Allegiant stops service at Gary airport

2013-05-24T20:30:00Z 2013-05-25T12:28:04Z Allegiant stops service at Gary airportKeith Benman keith.benman@nwi.com, (219) 933-3326 nwitimes.com

GARY | Allegiant will discontinue air service in August, officials at the Gary/Chicago International Airport Authority announced late Friday.

However, the company remains open to discussing future opportunities a the airport, officials stated in a news release.

Gary Mayor Karen Freeman-Wilson said the airport's large-scale runway expansion project and a potential public-private partnership have accelerated discussions with other airlines.

"From the runway expansion to the P3 exploration, big competitive changes are happening at the airport," Freeman-Wilson was quoted as saying. "As a consequence, the airline industry is taking notice and other airlines are expressing an interest in Gary."

In a May 17 letter to the airport, Allegiant said it anticipates Aug. 10 being its last scheduled flight between Gary/Chicago International Airport and Orlando Sanford International Airport.

Allegiant opened service at the airport Feb. 15, 2012.

Beginning June 5, weekly flight service will switch to Wednesdays and Saturdays with one-way flights starting at $70.

The announcement comes at a time the airport authority is making plans to move ahead with the largest borrowing in its history, with a bonding resolution being readied for its June 10 meeting.

A joint city/airport committee seeking to land a public-private partnership for the airport was told Friday the airport needs to raise $34 million to pay some of the last bills on its $166 million expansion project, as well as some needed repairs to an airport runway and taxiways.

The committee resolved to recommend the airport issue tax-exempt municipal bonds to raise the money, something that will place some limits on private uses of the airport in the future.

"In a perfect world, we would have no limitations on public-private partnership agreements, but we know there will be some limitations," bonding attorney Rich Hill told the committee.

Once the airport authority has issued the tax-exempt bonds, which carry a lower interest rate than taxable bonds, the airport has to treat all users of the airport the same.
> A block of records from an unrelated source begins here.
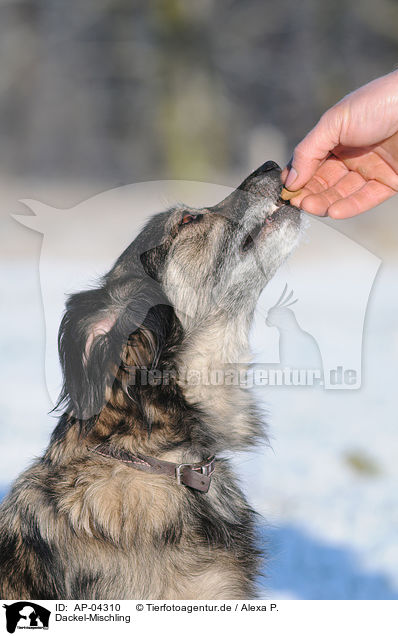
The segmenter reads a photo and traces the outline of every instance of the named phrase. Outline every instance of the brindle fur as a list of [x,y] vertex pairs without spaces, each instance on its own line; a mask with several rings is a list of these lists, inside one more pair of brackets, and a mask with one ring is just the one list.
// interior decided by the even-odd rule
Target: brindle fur
[[[280,187],[269,162],[218,206],[157,215],[97,289],[69,299],[59,339],[65,412],[0,507],[0,597],[255,595],[255,513],[220,455],[262,438],[260,414],[243,387],[177,374],[247,365],[256,300],[297,241],[298,211],[276,212],[269,235],[248,254],[240,247]],[[187,212],[202,216],[184,227]],[[137,367],[169,371],[170,381],[133,382]],[[93,453],[102,442],[174,462],[215,454],[210,490]]]

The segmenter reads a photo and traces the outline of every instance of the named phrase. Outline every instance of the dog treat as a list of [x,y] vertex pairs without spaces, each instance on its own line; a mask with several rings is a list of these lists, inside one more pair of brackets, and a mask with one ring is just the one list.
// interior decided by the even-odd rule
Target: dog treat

For example, it could not grant special incentives or discounts to one airline and not another.

In addition to the $34 million raised with the bonding, the airport will most likely need to set aside as a lending reserve some of the more than $20 million currently held in the Airport Development Zone fund, financial consultant Phoebe Selden told the committee.

The Airport Development Zone is a huge tax increment financing district that takes in a large swath of Gary's west end. A portion of property taxes collected there is diverted into the Airport Development Zone fund twice a year. Tax rates there are no higher than they are in the rest of the city.

The joint city/airport committee also set a date of Sept. 6 for making a final recommendation to the airport authority for a private partner to invest a minimum of $100 million in the airport.

The committee hopes the airport authority could act three days later on their recommendation.

Next month, the public-private partnership committee will start to learn how much interest there is among investors in partnering with the airport. At its June 6 meeting, the committee plans to get together an invitation to investors by which they can express interest in the public-private partnership.

A legal notice will be issued Monday to apprise contractors and others of the airport's intent to solicit for a public-private partnership.